When I started all this blogging about the job and when the job ended I started researching not just Trimet but public transportation in general in United States and around the world what became apparent to me is the sheer brutality of the public transportation industrial complex in this country.
When you rise above all the false propaganda that districts like Trimet spew out about their wonderfulness all you can really see is abuse. Abuse Of riders and of the people doing the work.
From buses and trains that don't show up or show up more than 15 minutes late leaving riders stranded in whatever the weather happens to be at that moment or packing riders into buses and trains like dead sardines get packed in their cans the public transportation experience in the United States is more like A torture chamber
And the drivers, subjected to horrible working conditions like split shifts, schedules that just don't work, angry riders who have nowhere to vent their anger but the drivers, working so early in the mornings or so late at nights family life is just a fantasy, no weekends or holidays off for years in some instances, equipment that can cause injury or drive you insane, management that harasses you for being early, for being late, for wearing the wrong hat,for wearing the wrong shoes, for wearing the wrong shirt, that leaves you stranded on the road with no way back to your car if you become ill in the middle of your shift, constantly under suspicion for drug use, It's a life of hard sacrifices for the people that choose mass transit operation as a career.
The horrors of American public transportation are real, if only I had the talent to write a decent novel on this scam.
The only people that don't suffer at the hands of the public transportation industrial complex are the technocratic aristocracy who get fat paychecks and huge retirements and spend their days 'working' 9-5 in nice air conditioned offices doing who knows what away from the tragedy they foist on everyone else.
And then there is the Crony capitalism part that is skillfully hidden from the public. You know, the people that made a cool $35 million installing the HOP card, or the $1.4 billion installing that light rail line to Milwaukee.
Yes there are winners in the public transportation field, just not anybody who actually rides regularly or finds themselves stuck operating the vehicles. They are the victims of the complex.
Yes, being a bus driver will age you, or cripple you, and I know more than a few that didnt make it out alive.
Cut bus drivers and subway conductors some slack — folks in public transit are more depressed than those in any other job, a new study has found.
Researchers determined the frequency of depression of workers in 55 jobs, and published the results in the journal Social Psychiatry and Psychiatric Epistemology.
Public-transit workers are down in the dumps more than anyone else, with a rate of depression at 16.2 percent, according to the study.
The job of city bus driver has long been one of the most stressful and hazardous gigs in town.
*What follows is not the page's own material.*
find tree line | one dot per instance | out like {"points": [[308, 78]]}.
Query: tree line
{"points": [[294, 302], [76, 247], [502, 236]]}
If staying on schedule or fighting through traffic or remaining in a seated position for hours doesn't get you, then fending off shod foot from some vengeful guy who was late to the stop will. And when a transit authority makes the hard cuts that reduce service, it's the drivers on the front line that feel the sometimes-mucus-filled wrath of the public.
That's not just anecdotal pity talking. Half a century of medical research has determined that the demands of driving a city bus result in a variety of physical (notably heart disease and back pain), mental (anxiety and depression), and behavioral (substance abuse) health problems. A British review [PDF] of this work from a few years ago concluded that "poor well-being in drivers is part and parcel of the job."
The first study to document deteriorating health among city bus drivers was done in the early 1950s. Researchers found higher mortality rates and increased risk of clinical heart disease as a result of the bus driver's sedentary lifestyle. A study from the late '70s [PDF] reported a high lung cancer rate consistent with the amount of smoking done to ease the stress. Ten years later an investigation of roughly 1,500 American city bus drivers found that "exposure to the occupation" was linked to significantly higher rates of hypertension, compared to control populations.
The '90s delivered more bad news. Only one in nine drivers reached retirement age, according to one report, partly because they suffered musculoskeletal or mental health problems before they got there. A small study of 22 assaulted drivers in England nevertheless found that a very high rate — nearly a quarter — went on to develop P.T.S.D. In 2001, researchers attributed the high risk of coronary heart disease among a sample 1,400 drivers in Taiwan [PDF] to elevated blood pressure and obesity. More recent work is no more optimistic.
Some researchers are now targeting preventive measures for bus drivers before the effects of the job overwhelm them. A few early signs are encouraging. At a conference this month in Italy, a group of occupational health researchers from Poland will report that drivers being treated for hypertension maintained significantly lower blood pressure on the job than those who were not (though both groups exceeded normal blood pressure rates).
Such treatment, combined with stress training and conflict resolution, could go a long way toward decreasing the health risks of the job. Hail to the bus driver. Or, at the very least, hale.